The latest edition of the video game franchise based on Polish writer Andrzej Sapkowski's fantasy book series unflinchingly begins with a horse decapitation.
"It's a medieval world," said Marcin Iwinski, co-founder and CEO of Warsaw, Poland-based CD Projekt RED. "It's nothing strange. There are people dying on battlefields, and there are animals dying on battlefields. It's just a way to show the world of 'The Witcher' as it was described in the books. I actually see a lot of similarities between 'The Witcher' and 'Game of Thrones.'"
It's true both fantasy franchises are mercilessly brutal, as well as morally ambiguous and unapologetically adult.
Shortly after that horse loses its head, the M-rated series' mystical protagonist Geralt shares a sudsy moment with his lover.
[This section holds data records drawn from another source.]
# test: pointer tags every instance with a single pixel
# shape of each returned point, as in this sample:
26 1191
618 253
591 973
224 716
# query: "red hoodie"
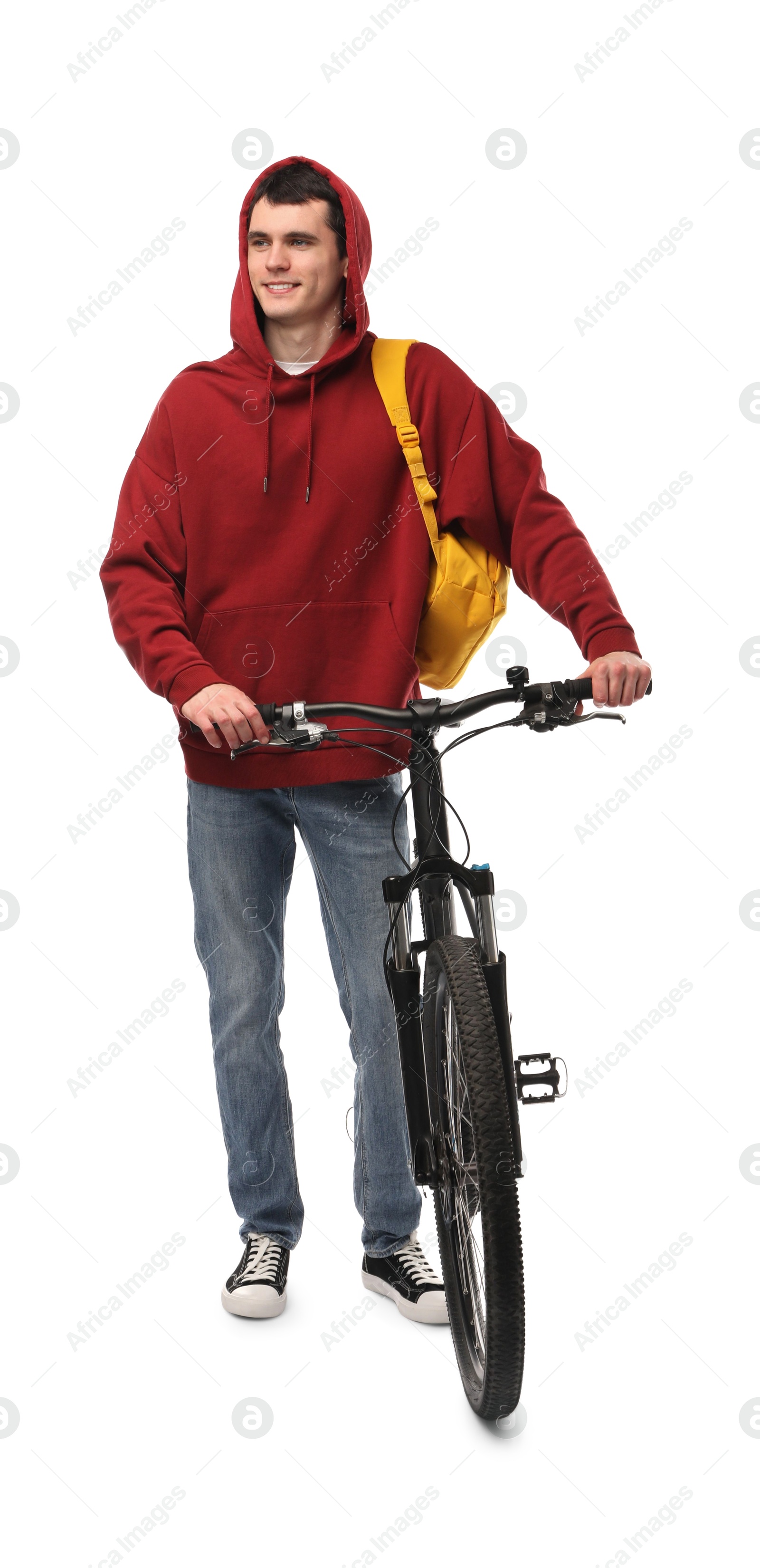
268 534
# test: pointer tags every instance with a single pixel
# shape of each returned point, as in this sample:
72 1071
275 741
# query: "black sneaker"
259 1285
408 1279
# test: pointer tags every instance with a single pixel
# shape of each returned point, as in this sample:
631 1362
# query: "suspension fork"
431 828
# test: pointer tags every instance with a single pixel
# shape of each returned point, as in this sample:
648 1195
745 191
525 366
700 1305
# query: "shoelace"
262 1261
414 1261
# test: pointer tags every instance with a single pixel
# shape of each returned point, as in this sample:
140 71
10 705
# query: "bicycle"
463 1087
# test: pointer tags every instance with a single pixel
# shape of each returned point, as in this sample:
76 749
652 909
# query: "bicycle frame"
435 874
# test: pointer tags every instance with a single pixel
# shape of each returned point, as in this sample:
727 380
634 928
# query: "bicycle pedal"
544 1086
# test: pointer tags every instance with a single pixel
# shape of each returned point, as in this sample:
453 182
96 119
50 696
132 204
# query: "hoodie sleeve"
493 485
143 573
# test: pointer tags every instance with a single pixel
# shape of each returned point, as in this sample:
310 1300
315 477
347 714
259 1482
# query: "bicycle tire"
472 1128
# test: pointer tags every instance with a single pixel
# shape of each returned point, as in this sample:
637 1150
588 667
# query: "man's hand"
232 711
619 680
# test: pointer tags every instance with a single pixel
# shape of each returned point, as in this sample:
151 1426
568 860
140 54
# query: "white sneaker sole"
257 1300
431 1308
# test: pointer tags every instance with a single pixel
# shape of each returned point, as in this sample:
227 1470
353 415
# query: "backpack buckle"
409 438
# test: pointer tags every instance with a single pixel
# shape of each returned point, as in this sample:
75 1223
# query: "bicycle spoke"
465 1181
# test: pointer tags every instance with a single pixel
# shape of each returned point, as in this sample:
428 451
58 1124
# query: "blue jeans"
240 850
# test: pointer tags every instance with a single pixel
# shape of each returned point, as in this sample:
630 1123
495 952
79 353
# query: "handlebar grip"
582 691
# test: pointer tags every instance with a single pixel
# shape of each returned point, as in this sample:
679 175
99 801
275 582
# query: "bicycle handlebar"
546 706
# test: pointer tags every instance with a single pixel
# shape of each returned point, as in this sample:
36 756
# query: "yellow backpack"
467 584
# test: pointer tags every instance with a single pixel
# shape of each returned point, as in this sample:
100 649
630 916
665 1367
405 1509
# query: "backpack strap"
389 366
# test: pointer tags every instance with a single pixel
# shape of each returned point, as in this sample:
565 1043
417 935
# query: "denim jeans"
240 852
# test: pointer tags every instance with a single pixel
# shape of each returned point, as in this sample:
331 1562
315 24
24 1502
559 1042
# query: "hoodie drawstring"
267 446
309 452
309 446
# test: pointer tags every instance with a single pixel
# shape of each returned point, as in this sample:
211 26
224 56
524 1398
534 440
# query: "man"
268 548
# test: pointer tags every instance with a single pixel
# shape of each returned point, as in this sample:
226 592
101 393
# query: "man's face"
294 261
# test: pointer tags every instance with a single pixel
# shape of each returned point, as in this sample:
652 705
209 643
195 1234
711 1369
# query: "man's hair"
298 184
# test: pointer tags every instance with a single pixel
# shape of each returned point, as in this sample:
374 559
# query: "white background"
361 1429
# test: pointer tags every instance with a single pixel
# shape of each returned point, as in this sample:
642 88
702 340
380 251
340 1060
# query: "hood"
243 322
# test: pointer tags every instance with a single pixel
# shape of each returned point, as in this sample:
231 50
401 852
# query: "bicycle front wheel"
477 1208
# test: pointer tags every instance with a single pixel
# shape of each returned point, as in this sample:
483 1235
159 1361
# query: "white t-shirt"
295 367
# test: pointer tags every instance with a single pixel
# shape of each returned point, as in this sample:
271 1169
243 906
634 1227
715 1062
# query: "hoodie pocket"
315 653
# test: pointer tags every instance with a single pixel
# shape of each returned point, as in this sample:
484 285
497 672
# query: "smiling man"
268 546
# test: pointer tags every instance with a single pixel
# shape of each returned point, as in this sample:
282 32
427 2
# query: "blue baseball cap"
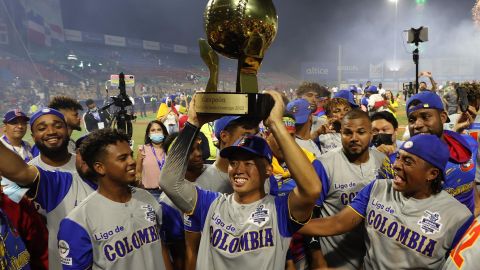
427 99
14 114
222 123
43 112
421 145
249 144
301 109
346 94
372 89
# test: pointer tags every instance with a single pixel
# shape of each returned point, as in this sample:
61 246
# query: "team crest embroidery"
149 213
64 250
467 166
186 220
260 216
430 223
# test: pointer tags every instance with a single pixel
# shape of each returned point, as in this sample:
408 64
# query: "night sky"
309 30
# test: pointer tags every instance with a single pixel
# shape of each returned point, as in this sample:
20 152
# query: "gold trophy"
243 30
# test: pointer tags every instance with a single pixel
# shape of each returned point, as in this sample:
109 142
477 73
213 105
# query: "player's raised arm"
182 193
14 168
345 221
303 197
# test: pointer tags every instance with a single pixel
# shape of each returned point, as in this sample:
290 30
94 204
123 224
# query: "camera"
463 103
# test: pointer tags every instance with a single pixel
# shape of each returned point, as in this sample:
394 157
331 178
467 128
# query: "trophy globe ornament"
242 30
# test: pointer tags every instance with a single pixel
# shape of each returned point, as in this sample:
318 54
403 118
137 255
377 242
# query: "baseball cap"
346 94
43 112
222 123
182 121
427 99
421 145
14 114
300 109
249 144
372 89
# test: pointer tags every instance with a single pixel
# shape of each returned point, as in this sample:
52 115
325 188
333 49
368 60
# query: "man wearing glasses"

Later, he's slicing foes in half and witnessing a barroom brawl that ends with a bloody bludgeoning, depending on how players approach the open world of "Witcher 3." It's entirely possibly to avoid some conflicts with smooth talk.
"We are not removing any of the violence, but I promise it's not there to shock you," said Iwinski. "It's there to show you that sometimes there are ruthless people who are much worse than the monsters you fight in the game."
The game's "Wild Hunt" subtitle isn't a reference to racy content but to an icy army that white-haired hero Geralt battles throughout the lengthy single-player experience, which is set for release May 19. Inspired by "Game of Thrones" and other TV shows, Iwinski said the developers at CD Projekt RED created several animated recaps that will launch each time players load up the monstrous title.
"I think gamers have a lot of distractions these days, so we wanted to make it easier for them to understand where they left the story," said Iwinski. "We didn't want them to just say, 'What the (expletive) was going on?' then turn it off."
That's not likely.
The original "Witcher" and "Witcher 2: Assassins of Kings" sold more than 7 million copies. With a virtual world billed as 35 times larger than its predecessor, one that will take 100 hours to completely conquer, expectations are high for "Witcher 3." Game Informer magazine said last week a recent reader poll found "Witcher 3" and "Batman: Arkham Knight" were the year's most anticipated titles.
"It's an extremely important moment," said Iwinski. "I hope the gamers like it. We're still quite stressed until the reviews come out and users start playing the game, and they say on social media around the world whether they like it or not. At the same time, there's a feeling of accomplishment. It's my baby. I have six babies now, if you combine my real babies with my game babies."